New research shows that manufacturers could improve non-labour resource productivity and cut costs without significant investment, but many are failing to grasp the opportunity.
Resource Efficiency: A Missed Opportunity in Manufacturing, produced by The Manufacturer magazine in association with resource efficiency initiative Manufacture 2030, suggests that focusing on non-labour resource efficiency could be the answer to boosting the UK’s poor productivity in a time of low capital investment.
With energy prices set to rise steeply between now and 2020, manufacturers can expect an increase in production costs from energy alone. This is compounded by the fact that the proportion of input costs from energy is rising as factories become more automated. Manufacturers can also add to this maelstrom the issue of fluctuating materials prices and the rising costs of water and waste management.

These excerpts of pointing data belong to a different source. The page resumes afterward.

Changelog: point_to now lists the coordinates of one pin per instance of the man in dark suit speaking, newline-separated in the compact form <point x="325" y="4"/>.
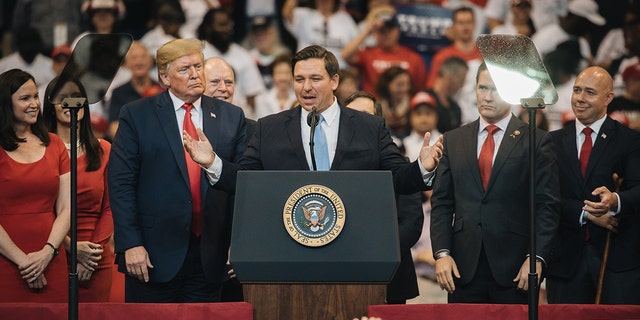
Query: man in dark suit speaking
<point x="479" y="216"/>
<point x="590" y="151"/>
<point x="352" y="140"/>
<point x="172" y="230"/>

These trends contrast sharply with the research findings, which show that over a third of manufacturers do not set energy or resource efficiency targets and therefore have no means of measuring improvement.
‘Move to systematic management’
Speaking to The Manufacturer, managing director of Manufacture 2030, Martin Chilcott, said: “The UK industry average for resource efficiency is a paltry one per cent, well below the seven per cent best-in-class gains available.
“The good news is that resource efficiency doesn’t require significant capital expenditure, so it could be prioritised even during this period of Brexit uncertainty.
“To affect tangible change, factories need to move from solely focusing on a few large capital projects, to including the systematic management of the hundreds of small, inexpensive adjustments that can drive continuous improvement.”